Among the 40 cases in the acupuncture group, 16 recovered, 14 were significantly effective, seven were effective, and three were ineffective. The total efficacy rate was 92.75%, higher than that of the control group (75.00%). The acupuncture group also had a shorter recovery rate in terms of the above-mentioned symptoms. In addition, researchers believe that using acupuncture can circumvent side effects caused by oral medicine.

The study included a sample of 80 intestinal obstruction patients admitted into the Affiliated Hospital to Jiangxi University of Traditional Chinese Medicine from 2018 to 2020. All patients were the qi and blood deficiency type. The patients were randomized into a routine care group and an acupuncture group, with 40 cases in each group. In the routine care group, 19 patients were females and 21 were males. The age range was 61 to 79 years, the mean age was 68.81 ±4.32 years, and the BMI range was 18.4 to 31.6 kg/cm2. The mean BMI was 23.65 ±1.44 kg.
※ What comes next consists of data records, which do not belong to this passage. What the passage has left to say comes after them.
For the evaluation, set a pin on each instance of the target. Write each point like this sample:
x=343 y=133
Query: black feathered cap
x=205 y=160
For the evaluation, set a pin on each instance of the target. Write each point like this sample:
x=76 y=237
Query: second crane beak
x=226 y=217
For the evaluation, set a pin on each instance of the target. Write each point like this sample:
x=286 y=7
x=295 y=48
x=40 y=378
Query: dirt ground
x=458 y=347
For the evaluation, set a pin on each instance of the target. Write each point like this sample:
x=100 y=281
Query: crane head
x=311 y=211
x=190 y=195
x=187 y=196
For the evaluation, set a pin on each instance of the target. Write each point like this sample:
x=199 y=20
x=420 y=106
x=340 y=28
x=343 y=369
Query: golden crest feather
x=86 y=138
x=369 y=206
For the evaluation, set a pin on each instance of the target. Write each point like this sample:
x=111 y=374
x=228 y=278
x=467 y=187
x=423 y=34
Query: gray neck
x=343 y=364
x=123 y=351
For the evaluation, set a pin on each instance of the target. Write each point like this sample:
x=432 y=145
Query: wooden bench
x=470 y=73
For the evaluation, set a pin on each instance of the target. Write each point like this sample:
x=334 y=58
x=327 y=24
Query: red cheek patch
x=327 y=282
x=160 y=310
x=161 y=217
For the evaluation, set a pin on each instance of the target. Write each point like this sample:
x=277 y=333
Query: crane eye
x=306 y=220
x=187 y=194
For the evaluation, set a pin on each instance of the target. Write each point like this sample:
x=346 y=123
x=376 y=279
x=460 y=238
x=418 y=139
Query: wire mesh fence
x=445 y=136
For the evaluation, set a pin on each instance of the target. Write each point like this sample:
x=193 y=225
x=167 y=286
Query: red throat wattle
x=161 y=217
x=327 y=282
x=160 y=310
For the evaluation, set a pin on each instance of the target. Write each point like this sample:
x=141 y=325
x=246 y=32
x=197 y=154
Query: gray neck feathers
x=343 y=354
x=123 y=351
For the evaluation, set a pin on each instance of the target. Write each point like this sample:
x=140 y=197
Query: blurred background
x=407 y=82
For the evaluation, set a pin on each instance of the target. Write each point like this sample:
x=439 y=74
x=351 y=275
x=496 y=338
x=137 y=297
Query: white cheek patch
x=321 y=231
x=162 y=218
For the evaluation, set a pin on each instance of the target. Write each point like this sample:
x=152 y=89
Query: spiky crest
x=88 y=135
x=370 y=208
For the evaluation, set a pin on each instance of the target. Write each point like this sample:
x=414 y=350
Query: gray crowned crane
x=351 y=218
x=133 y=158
In the acupuncture group, 20 patients were females and 20 were males. The age range was 62 to 77 years, the mean age was 68.93 ±4.15 years, and the BMI range was 18.5 to 31.4 kg/cm2. The mean BMI was 23.61 ±1.47 kg/cm2.

Prior to treatment, physical exams revealed signs of swelling or tightness in the abdomen area. Cramping abdominal pain, other pain, vomiting, and inability to have a bowel movement or pass gas could be observed. Imaging showed a dilated and pneumatized intestinal canal and elevated fluid levels within. Those who had received radiotherapy or surgery, or had a history of malignant intestinal obstruction, were excluded from the research.

For the routine care group, fasting, acid suppression therapy, gastrointestinal decompression, correction of disorders in the fluid and electrolyte balance, and nutritional support were administered. Healthy dietary habits were recommended, including eating regularly and avoiding cold food, and hot and spicy food. Regular daily exercises were highly recommended.

For the acupuncture group, a prone position was taken. Needles were inserted using a tonifying method at the following points:

  • BL20 (Pishu)
  • BL21 (Weishu)
  • ST36 (Zusanli)
  • CV6 (Qihai)
  • CV4 (Guanyuan)
  • CV13 (Shangwan)
  • CV12 (Zhongwan)
  • CV10 (Xiawan)
  • ST25 (Tianshu)
  • SP3 (Taibai)
  • SP4 (Gongsun)
  • Extra (Ashi)

Needles were retained for 30 minutes after obtaining a deqi sensation. Needle ends were connected to moxa to conduct moxibustion. The moxa were ignited and the moxibustion procedure lasted for five minutes. Fourteen days of treatment were performed. The results included above show that acupuncture with moxa promotes symptom relief for patients experiencing intestinal obstructions.


[1] Fu Caiqin, Chen Weirong, Li Longhua, Clinical Observation on Treating Intestinal Obstruction (Qi and blood deficiencyy type) with Jian Pi Yi Qi Acupuncture, Guangming Journal of Chinese Medicine, January 2022. Vol 37, 1.